Given the historically low ratings for this year’s Golden Globes and Grammy Awards shows, it was all but preordained that the Oscar telecast would, of course, follow suit and generate in-the-basement viewer numbers. Yet too many have been eager to pounce on those cliff-drop ratings as evidence that the Oscars — and, just maybe, the movies — are dying on the vine. For this was a very special year. In the same spirit, too many are now eager to declare, amid the anomaly of a pandemic, that going to a movie theater is becoming the horse-and-buggy experience of our time, just waiting to be put out to pasture by the cathartic convenience of the streaming revolution.

Sorry, but there’s more to life than convenience. There is also excitement, the thrill of collective experience (i.e., being part of an audience), and the grand intoxication of art. It’s trendy to see the future of movies as a matter of inevitable “market forces,” but it’s not like some preordained algorithm will determine whether or not people continue to seek out movies in theaters, and what those movies will be. To quote a corny old song: It’s a choice we’re making. Despite wins in seven categories, Netflix, at the Oscars, went another year without taking home the headline prizes it seeks, and maybe that should tell us something. Maybe Netflix should stop working so hard to triumph in the movie awards and kill movies as we know them at the same time.

Should the movies now just become spectacle: the equivalent of a gladiatorial contest or a trip to the CGI planetarium? Many say so. But if you eat nothing but popcorn, you should probably see a doctor, and Hollywood, by serving nothing but popcorn, could wind up starving itself.
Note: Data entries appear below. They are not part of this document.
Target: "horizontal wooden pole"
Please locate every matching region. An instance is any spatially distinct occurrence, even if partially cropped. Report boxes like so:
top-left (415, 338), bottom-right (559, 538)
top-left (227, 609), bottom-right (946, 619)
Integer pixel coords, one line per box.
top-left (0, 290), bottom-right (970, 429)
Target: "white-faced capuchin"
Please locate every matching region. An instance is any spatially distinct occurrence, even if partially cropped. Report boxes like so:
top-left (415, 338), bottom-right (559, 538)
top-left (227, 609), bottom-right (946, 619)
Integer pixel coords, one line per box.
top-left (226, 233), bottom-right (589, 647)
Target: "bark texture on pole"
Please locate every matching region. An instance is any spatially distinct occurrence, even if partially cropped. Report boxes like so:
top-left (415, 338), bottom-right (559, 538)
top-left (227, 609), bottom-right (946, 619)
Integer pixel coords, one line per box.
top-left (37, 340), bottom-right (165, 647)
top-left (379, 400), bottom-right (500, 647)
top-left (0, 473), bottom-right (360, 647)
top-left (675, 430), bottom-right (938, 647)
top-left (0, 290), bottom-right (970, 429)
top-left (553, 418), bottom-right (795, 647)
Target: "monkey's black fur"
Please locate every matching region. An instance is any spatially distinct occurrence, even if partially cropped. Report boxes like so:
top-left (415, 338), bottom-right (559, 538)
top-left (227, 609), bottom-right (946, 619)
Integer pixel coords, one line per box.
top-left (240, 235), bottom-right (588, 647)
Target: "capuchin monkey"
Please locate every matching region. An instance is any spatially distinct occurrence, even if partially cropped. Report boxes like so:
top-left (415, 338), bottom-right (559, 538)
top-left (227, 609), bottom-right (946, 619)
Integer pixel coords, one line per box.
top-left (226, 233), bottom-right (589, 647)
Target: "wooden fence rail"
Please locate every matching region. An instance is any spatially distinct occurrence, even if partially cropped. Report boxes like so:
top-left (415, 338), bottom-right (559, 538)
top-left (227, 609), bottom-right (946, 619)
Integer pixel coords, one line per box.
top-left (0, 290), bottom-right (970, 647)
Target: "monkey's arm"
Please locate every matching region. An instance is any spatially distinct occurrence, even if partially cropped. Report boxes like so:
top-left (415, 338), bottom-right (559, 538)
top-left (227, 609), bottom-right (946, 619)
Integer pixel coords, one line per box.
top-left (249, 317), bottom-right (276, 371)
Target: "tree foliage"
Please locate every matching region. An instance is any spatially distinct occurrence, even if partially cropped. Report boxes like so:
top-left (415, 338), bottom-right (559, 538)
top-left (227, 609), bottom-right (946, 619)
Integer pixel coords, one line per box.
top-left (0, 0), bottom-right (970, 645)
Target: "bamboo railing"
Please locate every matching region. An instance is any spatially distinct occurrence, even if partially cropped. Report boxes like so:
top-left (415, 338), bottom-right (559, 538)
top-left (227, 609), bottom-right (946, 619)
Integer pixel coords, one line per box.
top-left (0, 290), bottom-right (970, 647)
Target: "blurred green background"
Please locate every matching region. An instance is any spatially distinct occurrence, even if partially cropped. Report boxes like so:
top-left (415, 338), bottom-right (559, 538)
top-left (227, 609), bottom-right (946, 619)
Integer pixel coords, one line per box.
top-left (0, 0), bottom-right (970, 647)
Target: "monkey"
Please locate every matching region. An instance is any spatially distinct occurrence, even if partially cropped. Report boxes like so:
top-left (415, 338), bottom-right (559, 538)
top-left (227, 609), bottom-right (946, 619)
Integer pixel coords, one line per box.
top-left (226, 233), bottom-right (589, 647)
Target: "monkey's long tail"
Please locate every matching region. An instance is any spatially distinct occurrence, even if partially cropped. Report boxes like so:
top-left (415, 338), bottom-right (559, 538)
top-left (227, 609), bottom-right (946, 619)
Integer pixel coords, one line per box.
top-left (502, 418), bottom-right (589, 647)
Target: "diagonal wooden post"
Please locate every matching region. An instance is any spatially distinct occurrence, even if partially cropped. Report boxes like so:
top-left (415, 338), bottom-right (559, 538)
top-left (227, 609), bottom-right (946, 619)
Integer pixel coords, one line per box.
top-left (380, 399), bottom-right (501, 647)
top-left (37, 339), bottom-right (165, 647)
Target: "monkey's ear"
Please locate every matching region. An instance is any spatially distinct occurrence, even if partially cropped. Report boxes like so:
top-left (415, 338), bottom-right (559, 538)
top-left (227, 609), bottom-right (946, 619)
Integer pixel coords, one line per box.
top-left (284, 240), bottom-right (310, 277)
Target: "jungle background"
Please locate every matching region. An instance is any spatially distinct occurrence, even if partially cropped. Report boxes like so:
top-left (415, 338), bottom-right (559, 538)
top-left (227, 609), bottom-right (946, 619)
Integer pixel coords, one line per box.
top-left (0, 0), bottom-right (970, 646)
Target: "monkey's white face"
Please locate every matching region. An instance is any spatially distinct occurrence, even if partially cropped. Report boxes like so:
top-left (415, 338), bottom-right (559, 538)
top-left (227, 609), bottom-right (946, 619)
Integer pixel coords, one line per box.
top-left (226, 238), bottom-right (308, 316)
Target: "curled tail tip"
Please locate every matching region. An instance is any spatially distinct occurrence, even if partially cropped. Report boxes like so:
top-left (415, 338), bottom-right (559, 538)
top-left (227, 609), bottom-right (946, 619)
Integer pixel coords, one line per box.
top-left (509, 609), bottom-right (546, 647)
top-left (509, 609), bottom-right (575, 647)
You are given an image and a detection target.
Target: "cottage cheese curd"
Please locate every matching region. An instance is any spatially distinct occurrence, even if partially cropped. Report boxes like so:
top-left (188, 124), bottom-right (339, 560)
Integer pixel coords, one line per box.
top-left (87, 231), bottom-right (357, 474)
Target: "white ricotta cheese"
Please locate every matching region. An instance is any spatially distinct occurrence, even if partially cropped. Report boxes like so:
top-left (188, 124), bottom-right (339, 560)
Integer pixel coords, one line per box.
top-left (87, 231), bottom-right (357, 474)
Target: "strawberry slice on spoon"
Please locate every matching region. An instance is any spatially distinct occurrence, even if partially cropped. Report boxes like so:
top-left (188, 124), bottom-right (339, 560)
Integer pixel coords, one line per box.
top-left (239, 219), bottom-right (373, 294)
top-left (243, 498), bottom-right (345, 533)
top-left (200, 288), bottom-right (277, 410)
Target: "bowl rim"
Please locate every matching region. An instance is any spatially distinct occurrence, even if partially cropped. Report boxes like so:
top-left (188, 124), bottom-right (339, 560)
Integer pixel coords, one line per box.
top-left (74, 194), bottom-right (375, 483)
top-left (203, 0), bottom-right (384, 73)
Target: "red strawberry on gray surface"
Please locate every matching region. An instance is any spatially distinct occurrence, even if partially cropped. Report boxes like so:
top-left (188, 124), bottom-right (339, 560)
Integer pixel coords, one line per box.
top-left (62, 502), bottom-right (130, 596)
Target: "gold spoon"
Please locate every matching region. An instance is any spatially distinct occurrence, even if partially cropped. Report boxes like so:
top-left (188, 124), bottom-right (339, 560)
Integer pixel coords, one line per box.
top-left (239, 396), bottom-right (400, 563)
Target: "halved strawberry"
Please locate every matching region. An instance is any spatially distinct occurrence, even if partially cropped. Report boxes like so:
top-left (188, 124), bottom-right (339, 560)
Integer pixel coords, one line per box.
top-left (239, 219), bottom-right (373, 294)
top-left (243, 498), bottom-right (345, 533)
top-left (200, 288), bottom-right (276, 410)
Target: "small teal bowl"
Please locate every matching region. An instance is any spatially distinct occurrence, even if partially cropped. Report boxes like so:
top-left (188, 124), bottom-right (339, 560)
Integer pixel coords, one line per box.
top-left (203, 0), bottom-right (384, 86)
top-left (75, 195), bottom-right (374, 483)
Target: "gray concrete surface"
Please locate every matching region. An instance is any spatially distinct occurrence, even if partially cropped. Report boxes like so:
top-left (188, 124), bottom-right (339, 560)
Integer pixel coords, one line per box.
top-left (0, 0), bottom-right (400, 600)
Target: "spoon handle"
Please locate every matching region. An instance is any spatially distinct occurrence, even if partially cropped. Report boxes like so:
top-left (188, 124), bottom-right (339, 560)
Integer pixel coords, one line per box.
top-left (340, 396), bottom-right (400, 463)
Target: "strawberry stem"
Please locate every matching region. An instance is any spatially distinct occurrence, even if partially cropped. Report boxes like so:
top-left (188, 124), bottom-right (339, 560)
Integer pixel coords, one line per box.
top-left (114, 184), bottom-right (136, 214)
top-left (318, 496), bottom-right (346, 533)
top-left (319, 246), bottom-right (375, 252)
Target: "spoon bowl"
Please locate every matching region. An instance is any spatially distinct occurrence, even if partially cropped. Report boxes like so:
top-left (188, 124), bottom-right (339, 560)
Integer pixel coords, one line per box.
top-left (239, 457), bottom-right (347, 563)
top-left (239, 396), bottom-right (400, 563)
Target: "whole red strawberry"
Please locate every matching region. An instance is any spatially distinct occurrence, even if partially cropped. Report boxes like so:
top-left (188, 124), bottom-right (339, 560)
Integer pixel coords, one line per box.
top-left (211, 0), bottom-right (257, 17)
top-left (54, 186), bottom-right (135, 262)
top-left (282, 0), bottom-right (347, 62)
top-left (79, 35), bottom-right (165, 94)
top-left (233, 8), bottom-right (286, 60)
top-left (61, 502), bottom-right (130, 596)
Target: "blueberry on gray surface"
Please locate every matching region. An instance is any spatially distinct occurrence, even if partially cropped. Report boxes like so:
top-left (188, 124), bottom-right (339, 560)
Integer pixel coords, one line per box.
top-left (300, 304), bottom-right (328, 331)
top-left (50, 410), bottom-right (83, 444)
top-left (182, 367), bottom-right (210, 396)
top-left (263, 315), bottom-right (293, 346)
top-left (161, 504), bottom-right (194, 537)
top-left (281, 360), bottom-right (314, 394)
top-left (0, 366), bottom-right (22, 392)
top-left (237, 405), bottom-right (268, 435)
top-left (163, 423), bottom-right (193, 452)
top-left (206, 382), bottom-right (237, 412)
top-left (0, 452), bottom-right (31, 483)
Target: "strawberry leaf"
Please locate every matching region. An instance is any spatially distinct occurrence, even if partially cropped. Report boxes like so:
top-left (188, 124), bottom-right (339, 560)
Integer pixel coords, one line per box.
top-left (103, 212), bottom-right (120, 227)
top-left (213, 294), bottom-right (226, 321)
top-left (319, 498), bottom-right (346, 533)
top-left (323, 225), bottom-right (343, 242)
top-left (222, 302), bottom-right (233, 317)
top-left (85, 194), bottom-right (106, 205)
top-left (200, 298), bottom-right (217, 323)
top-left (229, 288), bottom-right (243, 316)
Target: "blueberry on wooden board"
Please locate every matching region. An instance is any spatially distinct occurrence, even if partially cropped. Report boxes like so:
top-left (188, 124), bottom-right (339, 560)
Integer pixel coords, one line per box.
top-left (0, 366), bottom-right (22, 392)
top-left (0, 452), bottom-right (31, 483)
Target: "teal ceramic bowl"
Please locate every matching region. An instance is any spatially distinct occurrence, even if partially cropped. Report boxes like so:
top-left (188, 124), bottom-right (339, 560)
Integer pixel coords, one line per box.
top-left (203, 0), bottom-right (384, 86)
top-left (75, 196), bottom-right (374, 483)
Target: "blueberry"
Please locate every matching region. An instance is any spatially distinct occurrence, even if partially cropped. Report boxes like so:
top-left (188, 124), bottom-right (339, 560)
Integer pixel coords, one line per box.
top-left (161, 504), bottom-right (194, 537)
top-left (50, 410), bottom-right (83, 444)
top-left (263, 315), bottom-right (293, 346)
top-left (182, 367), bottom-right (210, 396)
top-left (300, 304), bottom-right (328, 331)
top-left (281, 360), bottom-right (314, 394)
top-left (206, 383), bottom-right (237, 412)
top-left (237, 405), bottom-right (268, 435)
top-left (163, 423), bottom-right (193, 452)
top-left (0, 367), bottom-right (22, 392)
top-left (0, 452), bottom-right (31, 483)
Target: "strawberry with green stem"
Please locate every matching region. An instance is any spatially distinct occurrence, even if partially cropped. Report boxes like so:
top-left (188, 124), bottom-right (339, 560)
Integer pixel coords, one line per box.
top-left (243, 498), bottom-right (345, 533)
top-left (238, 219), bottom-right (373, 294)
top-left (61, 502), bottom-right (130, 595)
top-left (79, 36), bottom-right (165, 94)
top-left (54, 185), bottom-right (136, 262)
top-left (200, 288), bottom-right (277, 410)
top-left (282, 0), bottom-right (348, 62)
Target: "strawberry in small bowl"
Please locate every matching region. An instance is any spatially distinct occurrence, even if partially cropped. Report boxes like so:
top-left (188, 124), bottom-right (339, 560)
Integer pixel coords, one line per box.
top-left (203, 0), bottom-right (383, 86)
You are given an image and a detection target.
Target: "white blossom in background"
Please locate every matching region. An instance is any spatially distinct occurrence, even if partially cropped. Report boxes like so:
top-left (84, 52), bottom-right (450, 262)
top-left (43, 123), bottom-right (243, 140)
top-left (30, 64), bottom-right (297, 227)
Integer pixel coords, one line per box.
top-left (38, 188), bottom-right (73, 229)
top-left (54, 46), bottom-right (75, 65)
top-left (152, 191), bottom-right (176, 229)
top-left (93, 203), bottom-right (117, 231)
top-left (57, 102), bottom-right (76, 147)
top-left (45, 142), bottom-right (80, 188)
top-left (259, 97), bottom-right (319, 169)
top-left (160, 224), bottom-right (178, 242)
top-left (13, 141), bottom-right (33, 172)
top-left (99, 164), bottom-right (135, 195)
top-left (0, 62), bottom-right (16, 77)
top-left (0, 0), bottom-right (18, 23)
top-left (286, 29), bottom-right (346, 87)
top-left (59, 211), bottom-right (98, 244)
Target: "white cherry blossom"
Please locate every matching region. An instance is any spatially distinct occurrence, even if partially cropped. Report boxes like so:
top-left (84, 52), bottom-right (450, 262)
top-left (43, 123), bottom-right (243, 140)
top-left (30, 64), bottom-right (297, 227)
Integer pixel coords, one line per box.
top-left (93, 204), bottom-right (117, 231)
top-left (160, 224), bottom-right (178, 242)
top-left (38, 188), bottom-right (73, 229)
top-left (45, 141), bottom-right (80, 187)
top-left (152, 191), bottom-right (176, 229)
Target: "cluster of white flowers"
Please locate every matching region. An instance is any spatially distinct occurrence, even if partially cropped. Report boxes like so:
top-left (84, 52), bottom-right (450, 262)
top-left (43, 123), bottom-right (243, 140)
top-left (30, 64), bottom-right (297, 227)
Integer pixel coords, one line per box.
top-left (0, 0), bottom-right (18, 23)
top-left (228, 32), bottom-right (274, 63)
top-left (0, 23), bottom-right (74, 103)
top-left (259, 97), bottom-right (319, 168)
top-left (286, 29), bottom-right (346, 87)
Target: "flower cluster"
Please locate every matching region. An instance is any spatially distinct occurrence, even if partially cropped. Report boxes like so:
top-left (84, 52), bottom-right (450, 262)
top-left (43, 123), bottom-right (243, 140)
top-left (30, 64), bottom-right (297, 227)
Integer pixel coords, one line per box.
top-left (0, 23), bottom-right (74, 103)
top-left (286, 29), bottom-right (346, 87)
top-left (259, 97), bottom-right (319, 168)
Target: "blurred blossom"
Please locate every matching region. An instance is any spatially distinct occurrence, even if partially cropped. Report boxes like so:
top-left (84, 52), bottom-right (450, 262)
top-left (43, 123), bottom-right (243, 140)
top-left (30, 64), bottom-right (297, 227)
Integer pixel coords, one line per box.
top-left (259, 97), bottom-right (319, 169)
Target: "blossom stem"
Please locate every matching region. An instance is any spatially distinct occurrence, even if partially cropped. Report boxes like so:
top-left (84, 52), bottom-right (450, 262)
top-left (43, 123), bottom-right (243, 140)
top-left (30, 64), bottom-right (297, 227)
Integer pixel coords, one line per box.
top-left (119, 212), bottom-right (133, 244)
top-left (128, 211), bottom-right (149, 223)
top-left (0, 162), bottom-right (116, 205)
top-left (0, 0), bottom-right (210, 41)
If what we now call movies for adults (what we used to just call, you know, movies) becomes the sole province of Netflix and other streaming services, those movies will be seen (sorry, but there’s no other phrase for it) as TV-movies, and they will become trivial, shoddier in quality (since they don’t have to come close to being great to fulfill a streaming service’s metric priorities), and the magic of movies will wither.

The movies that won Oscars this year were not “great escapes.” Not the way the films of old Hollywood were; not the way a terrific James Bond movie is. Yet I would gladly take “Nomadland,” with its finely cut empathy and ravaged spirit of survivalist adventure, over such venerable and stodgy past Oscar winners as “Out of Africa” or “The English Patient.” The film confirmed Chloé Zhao as a major voice (and Frances McDormand as the flinty voice of our underlying desperation), and it spoke to a year when people couldn’t escape, when just hanging on was as dramatic as it got.

That said, there’s never been a year quite like this year. And one of the key messages — of the Oscars, and of the streaming revolution — is that it’s time for Hollywood to take the high and the low and put them back together, to enlighten audiences while entertaining them, to provide an experience you want to escape your home to seek out. In that sense, this year’s Oscars, full of reverence but purged of show business, elegant and lofty but missing that crucial spark of vulgarity, were not just a stopgap but a lesson, a warning, almost a vaccination. The ceremony said: Yes, this is what the Oscars look like after a year of lockdown. And no, we can’t do this again. Instead, it’s time to do what the movie industry has done so many times before, usually better than anyone. It’s time to go back to the drawing board.